Bu nedenle, davalı zarar sorumlusu hakkında açılan davada, mahkemece yapılan ödemenin açıkça yetersiz sayılıp sayılmayacağını bilirkişiden alınacak rapor ile tespit edilerek, sonucuna göre karar verilmelidir.
Yerleşik Yargıtay uygulamalarında; davadan önce yapılan ödemelerin makbuz hükmünde olduğu kabul edilmekte; davadan önce yapılmış ödeme bulunması halinde ödeme tarihi itibariyle davalı tarafça gerçekleştirilen ödemelerin yetersiz olup olmadığının belirlenmesi gerekmektedir. Bunun için, ödeme tarihi verileri dikkate alınarak yapılacak hesaplama sonucu bulunacak tutar ile ödenen miktarın karşılaştırılması ve ödemenin yeterli olup olmadığının değerlendirilmesi, ödemenin yeterli bulunması (ibranamenin varlığı halinde hesaplanan tazminat ile yapılan ödeme arasında aşırı ölçüsüzlük olmaması) halinde davanın reddine karar verilmesi, şayet ödemenin yetersiz olduğu, bakiye tazminat alacağı olduğu anlaşılırsa, somut olayda ibranamenin de bulunduğu anlaşıldığından, ödenen miktar ile ödenmesi gereken miktar arasında fahiş fark bulunup bulunmadığı da değerlendirilerek ve fahiş fark bulunduğunun anlaşılması durumunda bu kez rapor tarihindeki veriler dikkate alınarak tazminat hesaplanması, hesaplanan tazminattan davalı tarafça yapılan ödemelerin güncellenmiş değerinin mahsubu ile davacının talep edebileceği bakiye tazminatın bulunması gerekmektedir.

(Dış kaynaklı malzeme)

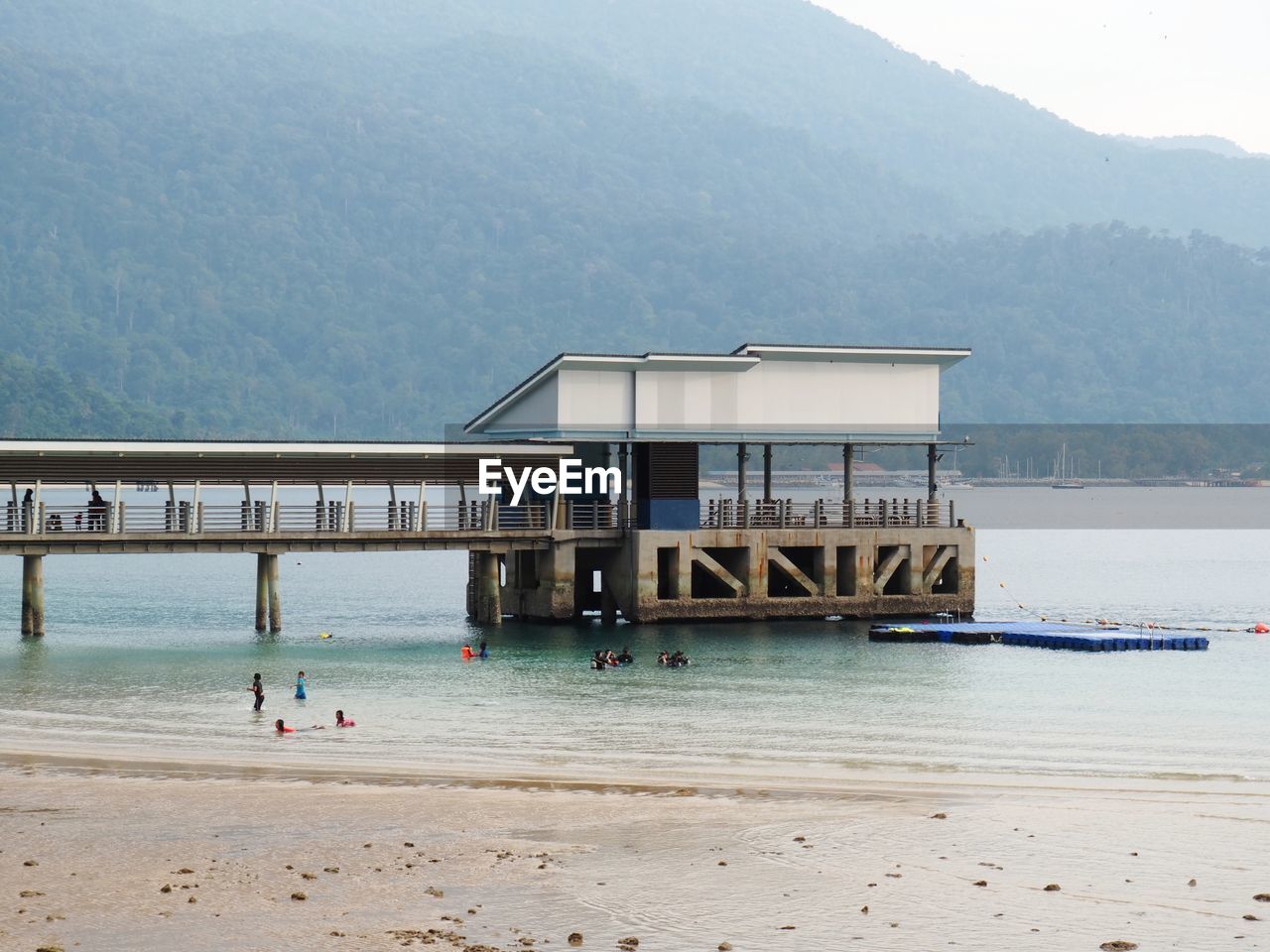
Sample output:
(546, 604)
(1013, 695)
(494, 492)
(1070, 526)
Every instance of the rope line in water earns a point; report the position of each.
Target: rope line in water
(1110, 624)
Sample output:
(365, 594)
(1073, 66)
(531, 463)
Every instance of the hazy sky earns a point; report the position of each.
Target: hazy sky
(1148, 67)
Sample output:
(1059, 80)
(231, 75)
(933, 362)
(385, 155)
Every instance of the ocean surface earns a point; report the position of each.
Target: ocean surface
(153, 655)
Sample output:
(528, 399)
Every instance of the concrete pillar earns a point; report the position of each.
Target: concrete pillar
(489, 608)
(262, 589)
(275, 595)
(607, 604)
(624, 465)
(931, 485)
(848, 472)
(33, 595)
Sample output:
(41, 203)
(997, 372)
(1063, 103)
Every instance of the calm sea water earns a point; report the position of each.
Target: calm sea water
(154, 655)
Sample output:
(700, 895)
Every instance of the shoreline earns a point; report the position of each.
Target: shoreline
(162, 861)
(848, 783)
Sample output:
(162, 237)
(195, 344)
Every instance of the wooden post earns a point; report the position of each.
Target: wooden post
(624, 502)
(33, 595)
(275, 595)
(489, 610)
(262, 589)
(931, 485)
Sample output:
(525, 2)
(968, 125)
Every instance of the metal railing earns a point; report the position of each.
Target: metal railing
(826, 513)
(480, 516)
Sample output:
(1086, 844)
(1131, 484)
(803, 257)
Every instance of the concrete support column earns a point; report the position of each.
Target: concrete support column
(624, 465)
(275, 595)
(262, 590)
(931, 485)
(33, 595)
(607, 604)
(848, 471)
(489, 608)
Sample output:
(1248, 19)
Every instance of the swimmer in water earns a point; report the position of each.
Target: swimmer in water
(278, 726)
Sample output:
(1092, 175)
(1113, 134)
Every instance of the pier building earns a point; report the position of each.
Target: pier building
(644, 544)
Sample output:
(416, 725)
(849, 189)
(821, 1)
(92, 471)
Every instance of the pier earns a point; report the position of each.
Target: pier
(645, 548)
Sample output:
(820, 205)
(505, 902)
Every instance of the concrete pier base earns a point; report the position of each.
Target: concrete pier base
(262, 590)
(275, 595)
(748, 574)
(33, 595)
(486, 587)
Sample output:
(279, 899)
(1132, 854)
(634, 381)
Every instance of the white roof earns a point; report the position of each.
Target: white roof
(758, 393)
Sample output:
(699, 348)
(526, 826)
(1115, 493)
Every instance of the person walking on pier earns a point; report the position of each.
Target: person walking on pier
(96, 508)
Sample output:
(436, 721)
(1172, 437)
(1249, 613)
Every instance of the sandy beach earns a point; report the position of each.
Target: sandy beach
(140, 858)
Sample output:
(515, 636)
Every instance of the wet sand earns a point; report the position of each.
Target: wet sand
(143, 860)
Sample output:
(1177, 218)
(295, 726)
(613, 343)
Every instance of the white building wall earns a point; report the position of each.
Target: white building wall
(595, 399)
(792, 395)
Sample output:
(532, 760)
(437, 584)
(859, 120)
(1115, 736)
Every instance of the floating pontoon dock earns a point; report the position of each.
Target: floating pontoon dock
(1066, 638)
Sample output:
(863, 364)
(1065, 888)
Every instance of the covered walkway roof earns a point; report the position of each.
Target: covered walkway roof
(73, 461)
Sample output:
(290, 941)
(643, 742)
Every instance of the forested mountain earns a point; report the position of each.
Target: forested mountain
(367, 218)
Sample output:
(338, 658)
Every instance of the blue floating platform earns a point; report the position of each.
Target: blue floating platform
(1051, 635)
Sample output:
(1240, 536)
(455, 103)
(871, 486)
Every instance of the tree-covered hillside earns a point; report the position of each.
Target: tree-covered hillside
(314, 218)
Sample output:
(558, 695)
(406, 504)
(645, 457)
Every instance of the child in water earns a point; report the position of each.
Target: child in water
(278, 726)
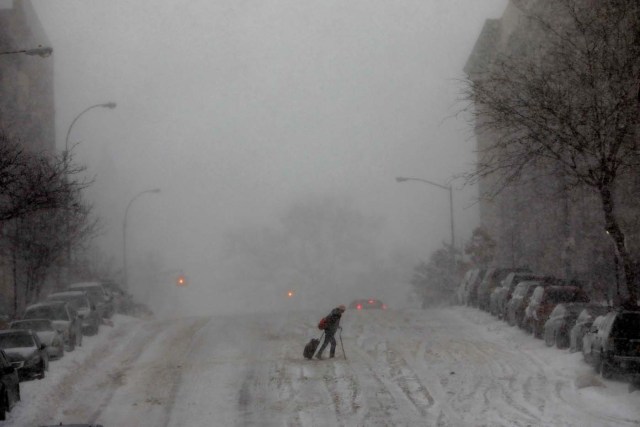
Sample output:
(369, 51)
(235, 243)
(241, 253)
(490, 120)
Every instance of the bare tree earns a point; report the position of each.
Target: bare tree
(563, 100)
(31, 182)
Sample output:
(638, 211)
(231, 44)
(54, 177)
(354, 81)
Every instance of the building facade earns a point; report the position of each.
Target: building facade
(539, 222)
(27, 113)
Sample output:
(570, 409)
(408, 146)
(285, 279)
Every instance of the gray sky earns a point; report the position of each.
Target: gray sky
(235, 108)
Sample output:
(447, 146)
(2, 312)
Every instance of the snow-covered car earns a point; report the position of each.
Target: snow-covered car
(89, 317)
(26, 353)
(502, 294)
(9, 385)
(98, 294)
(64, 318)
(614, 343)
(561, 320)
(364, 304)
(46, 333)
(544, 300)
(519, 301)
(492, 280)
(584, 321)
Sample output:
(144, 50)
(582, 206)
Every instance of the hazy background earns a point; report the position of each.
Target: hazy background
(240, 110)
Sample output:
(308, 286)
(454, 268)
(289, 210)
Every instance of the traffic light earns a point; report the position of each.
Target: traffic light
(181, 281)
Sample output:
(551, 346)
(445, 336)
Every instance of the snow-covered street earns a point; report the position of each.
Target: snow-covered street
(439, 367)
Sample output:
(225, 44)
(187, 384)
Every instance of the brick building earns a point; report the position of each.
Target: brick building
(538, 222)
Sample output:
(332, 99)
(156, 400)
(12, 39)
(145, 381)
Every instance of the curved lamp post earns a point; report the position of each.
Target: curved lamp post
(40, 51)
(110, 105)
(124, 233)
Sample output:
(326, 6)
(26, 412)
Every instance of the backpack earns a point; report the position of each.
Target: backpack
(322, 325)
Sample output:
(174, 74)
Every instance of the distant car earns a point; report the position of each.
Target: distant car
(491, 280)
(98, 294)
(26, 353)
(9, 385)
(469, 277)
(544, 299)
(614, 343)
(46, 333)
(64, 318)
(471, 291)
(122, 300)
(561, 320)
(364, 304)
(583, 323)
(87, 312)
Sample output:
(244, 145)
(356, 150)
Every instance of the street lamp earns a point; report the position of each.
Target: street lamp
(110, 105)
(124, 233)
(40, 51)
(449, 188)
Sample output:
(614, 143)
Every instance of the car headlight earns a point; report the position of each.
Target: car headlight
(32, 361)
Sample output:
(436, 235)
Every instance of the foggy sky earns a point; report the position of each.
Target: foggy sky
(236, 108)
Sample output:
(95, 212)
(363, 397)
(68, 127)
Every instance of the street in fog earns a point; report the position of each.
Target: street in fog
(440, 367)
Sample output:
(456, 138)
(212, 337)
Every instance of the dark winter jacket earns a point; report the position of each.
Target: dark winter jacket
(333, 321)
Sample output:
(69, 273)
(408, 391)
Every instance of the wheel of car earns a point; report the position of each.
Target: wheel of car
(562, 340)
(604, 368)
(547, 339)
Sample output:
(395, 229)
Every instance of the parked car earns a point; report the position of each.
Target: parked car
(561, 320)
(614, 343)
(26, 353)
(544, 299)
(46, 333)
(519, 301)
(9, 385)
(64, 318)
(502, 294)
(490, 281)
(364, 304)
(89, 317)
(471, 295)
(98, 294)
(584, 322)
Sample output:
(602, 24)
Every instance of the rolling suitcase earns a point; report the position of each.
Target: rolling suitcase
(311, 347)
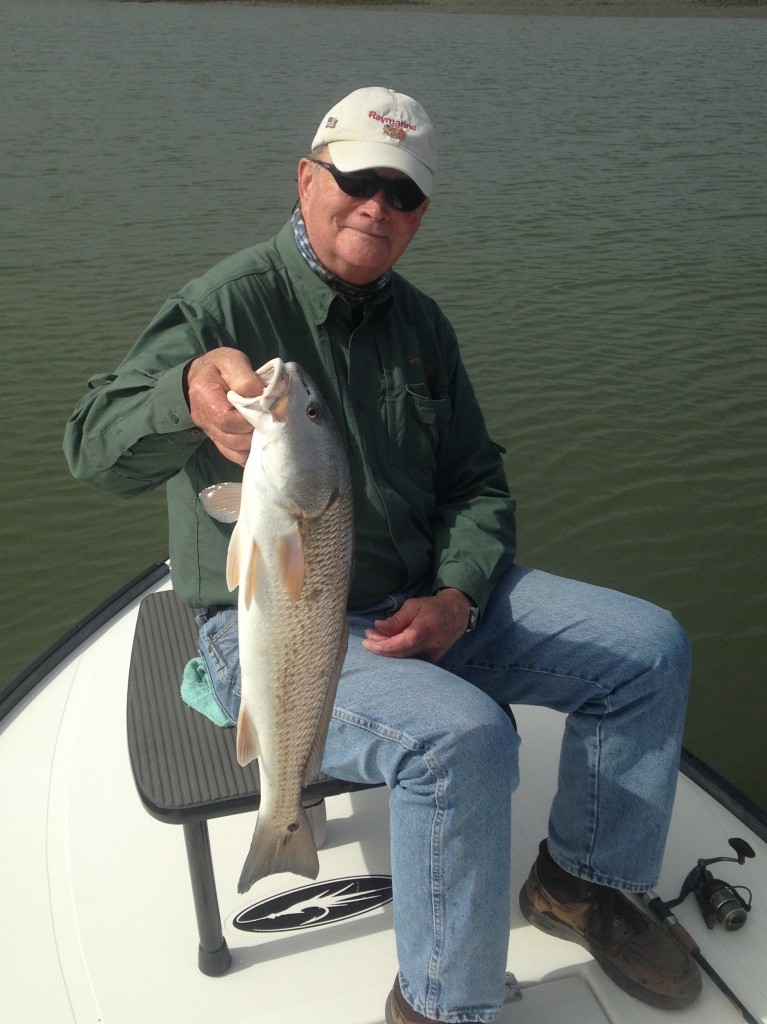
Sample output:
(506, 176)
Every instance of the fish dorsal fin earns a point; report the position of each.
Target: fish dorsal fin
(247, 738)
(291, 561)
(314, 760)
(222, 501)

O halde, mahkemece, davalı sigortanın ibraname karşılığı yaptığı ödeme tarihi olan 26/10/2015 tarihi itibarıyla, davacının talep edebileceği destek tazminatının hesaplanması sonucunda bulunacak tutar ile ödenen miktarın karşılaştırılması ve ödemenin yeterli olup olmadığının değerlendirilmesi, ödemenin yeterli bulunması halinde davanın reddine karar verilmesi, şayet ödemenin yetersiz olduğu, bakiye tazminat alacağı olduğu anlaşılırsa, somut olayda ibranamenin de bulunduğu anlaşıldığından, ödenen miktar ile ödenmesi gereken miktar arasında fahiş fark bulunup bulunmadığı da (ödemenin açıkça yetersiz sayılıp sayılmayacağı) değerlendirilerek ve ödemenin açıkça yetersiz olduğunun anlaşılması durumunda bu kez rapor tarihindeki veriler (kararın davalı tarafından istinaf edilmiş olması nedeniyle ilk karara esas alınan rapor tarihindeki veriler nazara alınarak) dikkate alınarak tazminat hesaplanması, hesaplanan tazminattan davalı tarafça yapılan ödemelerin güncellenmiş değerinin mahsubu ile davacının talep edebileceği bakiye tazminatın bulunması gerekirken, eksik inceleme ile karar verilmesi doğru görülmemiş, davalı … Sigorta AŞ’nin buna yönelik istinafının kabulü gerekmiştir.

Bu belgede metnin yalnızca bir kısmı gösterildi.